Когда вы будете знакомиться со всякого рода логиками, вы узнаете главное определение истины: adaequatio rei et intellectus, равенство вещи и мысли. Эта формула восходит к Фоме Аквинскому. Но у Фомы эта формула не такова, это только половинка, а вторая половинка следующая: это с нашей, с человеческой стороны – адекватность нашего ума и вещи, а сама вещь истинна потому, что она соответствует божественному замыслу, т. е. она адекватна божественному уму. Когда я понял божественный замысел какой-то вещи, я понял, что она такое.

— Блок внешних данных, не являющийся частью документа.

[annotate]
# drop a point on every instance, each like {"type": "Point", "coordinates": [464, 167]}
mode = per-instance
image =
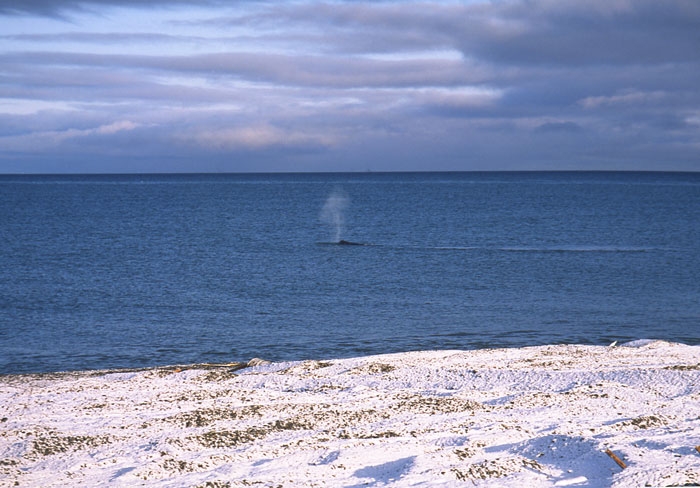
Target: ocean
{"type": "Point", "coordinates": [115, 271]}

Итак, вопиющее мышление и отвечающий Бог. Мне важно подчеркнуть вам некоторую универсальность этого сочетания, потому что мы всегда норовим расколоть философию на две такие части. Как у Канта: звездное небо надо мной и моральный закон внутри меня. Эта связка для философии всегда очень значима, и мы всегда ее найдем в таком виде, как если бы это была такая драма. Вот есть Платон – это философия в рассудительном смысле слова, но есть Сократ, который произносит речь на суде и говорит, что такое занятие философией и почему он не откажется от этого занятия даже под угрозой смерти. И есть еще третье в греческой культуре, что связано с Сократом и с Платоном, – это греческая трагедия, открывающая внутреннюю конфликтность, как кажется, единого мира. Трагедия – это такая точка в греческой культуре, в которой открывается внутренняя конфликтность, принципиальная и изначальная неустроенность этого устроения. Что касается Средних веков, то мы не должны никогда забывать, что в центре мира стоит распятие. Это не просто некоторый эпизод из жизни Христа, это устроение мира, это средоточие, архэ, principium христианского и средневекового устроения мира – крест. И поэтому перед нами будет с одной стороны Фома Аквинский, а с другой стороны Августин, для которого вся сумма теологии Фомы, схоластичнейшая и рассудительнейшая, входит в этот самый вопль (clamor). Это и есть архитектоника мира по-христиански: мы висим над бездной, распятые на кресте. Впрочем, простите, это уже всякие красивости, а не философия.